Dostoyevski, Sibirya’da geçirdiği hapishane ve sürgün yıllarını, karısını öldürme suçundan mahkum olmuş bir soylunun günlüğü üzerinden bizlere aktarmıştır.
Cezaevine geldiği ilk günden başlayarak kaldığı yeri, ilk izlenimlerini, oradaki mahkumların hikayelerini, yaptıkları işleri, besledikleri hayvanları, cezaevindeki haksızlıkları, yönetimi, oynanan tiyatronun dekoruna kadar her şeyi ayrıntılarıyla okuyucuya sunmuştur. Okurken yaşıyor ve kendinizi adeta o demir parmaklıkların içinde hissediyorsunuz.

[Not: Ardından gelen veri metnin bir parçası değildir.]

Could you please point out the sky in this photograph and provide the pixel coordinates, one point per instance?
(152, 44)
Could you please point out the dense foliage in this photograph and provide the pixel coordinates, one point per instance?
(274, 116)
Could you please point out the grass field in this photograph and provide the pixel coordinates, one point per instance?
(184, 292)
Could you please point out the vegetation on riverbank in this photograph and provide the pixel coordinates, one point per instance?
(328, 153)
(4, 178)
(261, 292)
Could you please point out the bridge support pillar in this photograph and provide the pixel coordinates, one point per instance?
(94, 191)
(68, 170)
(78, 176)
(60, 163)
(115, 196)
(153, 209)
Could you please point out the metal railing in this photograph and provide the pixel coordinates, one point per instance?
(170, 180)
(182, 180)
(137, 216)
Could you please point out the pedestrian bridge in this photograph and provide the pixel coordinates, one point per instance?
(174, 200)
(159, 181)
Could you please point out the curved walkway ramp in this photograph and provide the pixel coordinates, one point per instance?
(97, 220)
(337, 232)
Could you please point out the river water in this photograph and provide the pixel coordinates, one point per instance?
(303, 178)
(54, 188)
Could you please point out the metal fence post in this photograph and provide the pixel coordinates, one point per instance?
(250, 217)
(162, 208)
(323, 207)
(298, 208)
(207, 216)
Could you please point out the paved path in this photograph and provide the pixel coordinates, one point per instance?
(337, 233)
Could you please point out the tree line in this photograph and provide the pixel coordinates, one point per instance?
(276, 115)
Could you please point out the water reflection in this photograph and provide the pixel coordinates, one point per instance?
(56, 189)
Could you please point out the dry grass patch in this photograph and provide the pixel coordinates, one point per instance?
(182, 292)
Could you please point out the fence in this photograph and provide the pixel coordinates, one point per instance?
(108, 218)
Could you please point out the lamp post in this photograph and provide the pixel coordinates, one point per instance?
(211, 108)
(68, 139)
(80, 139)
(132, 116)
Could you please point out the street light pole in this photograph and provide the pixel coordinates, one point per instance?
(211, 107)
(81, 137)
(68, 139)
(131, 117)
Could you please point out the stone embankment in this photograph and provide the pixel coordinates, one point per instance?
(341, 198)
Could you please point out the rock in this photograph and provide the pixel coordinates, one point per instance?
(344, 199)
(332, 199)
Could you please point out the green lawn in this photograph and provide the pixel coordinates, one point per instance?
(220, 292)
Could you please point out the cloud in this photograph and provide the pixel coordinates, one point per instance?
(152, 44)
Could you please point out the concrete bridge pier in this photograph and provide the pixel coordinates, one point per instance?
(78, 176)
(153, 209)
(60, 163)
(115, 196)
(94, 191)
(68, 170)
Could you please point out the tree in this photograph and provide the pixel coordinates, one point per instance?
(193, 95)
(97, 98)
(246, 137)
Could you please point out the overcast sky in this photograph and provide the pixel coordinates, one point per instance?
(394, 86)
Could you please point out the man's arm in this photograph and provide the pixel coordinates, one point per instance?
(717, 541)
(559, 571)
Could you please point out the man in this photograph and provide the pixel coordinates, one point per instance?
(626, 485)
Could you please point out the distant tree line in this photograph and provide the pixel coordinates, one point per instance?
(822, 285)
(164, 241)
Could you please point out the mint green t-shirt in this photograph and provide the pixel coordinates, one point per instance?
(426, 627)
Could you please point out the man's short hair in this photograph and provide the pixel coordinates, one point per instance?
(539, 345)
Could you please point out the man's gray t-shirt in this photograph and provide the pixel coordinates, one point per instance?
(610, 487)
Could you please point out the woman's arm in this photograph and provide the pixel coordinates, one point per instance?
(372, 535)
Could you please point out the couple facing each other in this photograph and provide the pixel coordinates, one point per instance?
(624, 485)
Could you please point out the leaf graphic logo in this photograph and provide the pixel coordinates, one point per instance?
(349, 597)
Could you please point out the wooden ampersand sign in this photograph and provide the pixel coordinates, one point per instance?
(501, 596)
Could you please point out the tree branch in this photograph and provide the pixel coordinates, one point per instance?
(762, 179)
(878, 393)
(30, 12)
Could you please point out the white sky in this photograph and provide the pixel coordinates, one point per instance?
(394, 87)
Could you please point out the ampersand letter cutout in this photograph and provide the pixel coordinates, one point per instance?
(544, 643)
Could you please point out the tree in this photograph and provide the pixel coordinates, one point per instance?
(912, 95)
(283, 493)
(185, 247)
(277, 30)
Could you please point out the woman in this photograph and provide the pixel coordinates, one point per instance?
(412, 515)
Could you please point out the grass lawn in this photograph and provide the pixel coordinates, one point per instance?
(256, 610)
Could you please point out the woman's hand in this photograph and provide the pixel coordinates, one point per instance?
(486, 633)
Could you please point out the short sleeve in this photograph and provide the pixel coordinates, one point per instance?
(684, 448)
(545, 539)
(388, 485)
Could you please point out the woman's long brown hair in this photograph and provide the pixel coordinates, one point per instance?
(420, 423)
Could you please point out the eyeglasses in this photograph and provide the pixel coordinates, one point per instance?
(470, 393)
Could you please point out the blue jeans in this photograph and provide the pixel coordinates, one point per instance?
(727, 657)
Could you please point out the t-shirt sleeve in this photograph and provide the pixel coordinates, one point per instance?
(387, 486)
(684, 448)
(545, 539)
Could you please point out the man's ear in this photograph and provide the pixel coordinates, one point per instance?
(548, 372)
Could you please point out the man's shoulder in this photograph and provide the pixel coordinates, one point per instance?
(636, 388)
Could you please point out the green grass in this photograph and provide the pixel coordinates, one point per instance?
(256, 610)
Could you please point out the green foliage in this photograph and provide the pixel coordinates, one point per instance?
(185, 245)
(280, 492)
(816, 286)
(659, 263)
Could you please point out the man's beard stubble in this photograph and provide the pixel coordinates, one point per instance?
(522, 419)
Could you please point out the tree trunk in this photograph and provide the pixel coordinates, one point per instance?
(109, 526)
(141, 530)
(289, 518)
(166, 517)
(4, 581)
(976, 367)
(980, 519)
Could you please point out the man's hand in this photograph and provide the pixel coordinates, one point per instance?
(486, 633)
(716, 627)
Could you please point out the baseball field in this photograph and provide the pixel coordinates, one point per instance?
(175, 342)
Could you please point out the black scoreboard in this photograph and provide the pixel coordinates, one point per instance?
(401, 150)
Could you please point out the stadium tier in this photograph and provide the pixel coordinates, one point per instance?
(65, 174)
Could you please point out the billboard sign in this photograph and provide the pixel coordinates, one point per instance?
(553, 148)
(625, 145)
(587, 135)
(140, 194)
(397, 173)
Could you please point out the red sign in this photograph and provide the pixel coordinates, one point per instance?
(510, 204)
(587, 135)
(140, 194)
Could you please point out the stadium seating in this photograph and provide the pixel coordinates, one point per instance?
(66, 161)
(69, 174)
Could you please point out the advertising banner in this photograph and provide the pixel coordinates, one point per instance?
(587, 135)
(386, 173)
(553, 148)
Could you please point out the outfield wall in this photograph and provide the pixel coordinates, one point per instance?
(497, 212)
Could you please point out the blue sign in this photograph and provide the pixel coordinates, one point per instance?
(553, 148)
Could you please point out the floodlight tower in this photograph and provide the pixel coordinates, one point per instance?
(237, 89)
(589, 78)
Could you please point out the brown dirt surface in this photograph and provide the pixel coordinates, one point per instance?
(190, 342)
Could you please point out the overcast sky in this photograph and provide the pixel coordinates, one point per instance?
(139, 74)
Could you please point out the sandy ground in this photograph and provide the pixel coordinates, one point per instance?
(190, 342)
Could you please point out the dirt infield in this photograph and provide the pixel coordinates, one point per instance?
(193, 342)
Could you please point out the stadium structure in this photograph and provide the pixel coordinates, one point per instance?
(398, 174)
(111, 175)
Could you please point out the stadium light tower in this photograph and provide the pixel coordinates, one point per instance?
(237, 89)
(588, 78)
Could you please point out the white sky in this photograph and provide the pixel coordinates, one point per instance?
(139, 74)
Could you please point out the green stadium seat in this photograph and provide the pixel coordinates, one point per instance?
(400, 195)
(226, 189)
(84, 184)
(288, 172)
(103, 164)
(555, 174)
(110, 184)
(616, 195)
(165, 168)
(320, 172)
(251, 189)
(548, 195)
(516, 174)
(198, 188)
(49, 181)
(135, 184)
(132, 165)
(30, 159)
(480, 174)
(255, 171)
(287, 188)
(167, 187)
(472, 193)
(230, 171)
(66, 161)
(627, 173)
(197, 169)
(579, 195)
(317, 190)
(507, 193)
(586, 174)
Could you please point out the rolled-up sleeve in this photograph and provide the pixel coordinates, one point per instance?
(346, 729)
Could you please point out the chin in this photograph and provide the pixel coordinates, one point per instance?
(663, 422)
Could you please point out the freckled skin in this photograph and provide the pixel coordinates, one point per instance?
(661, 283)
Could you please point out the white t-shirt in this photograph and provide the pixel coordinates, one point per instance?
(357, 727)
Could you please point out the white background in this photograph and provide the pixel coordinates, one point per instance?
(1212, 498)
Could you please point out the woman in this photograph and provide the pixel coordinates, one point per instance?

Güzel konulara değinilmiş toplum sorunlarına dikkat çekilmiş fakat fazla ayrıntıya girilmiş diye düşünüyorum. Böyle olunca da kitap yavaş ilerliyor ve biraz sıkıyor. Cezaevindeki her şeyin en ince ayrıntılarıyla verilmesine rağmen kahramanımız hakkında pek fazla bilgiye ulaşamıyoruz. Sürgün edilmesine neden olan olayın merakıyla sayfaları çevirdikce kitap bitti ve öğrenemedik :) Bu beklentilere girmeden okunduğunda çok daha keyifli geleceğine inanıyorum. Benim gibi beklentilere girmeyip sürgün hayatını derinlemesine öğrenmek isteyenlere tavsiye ederim.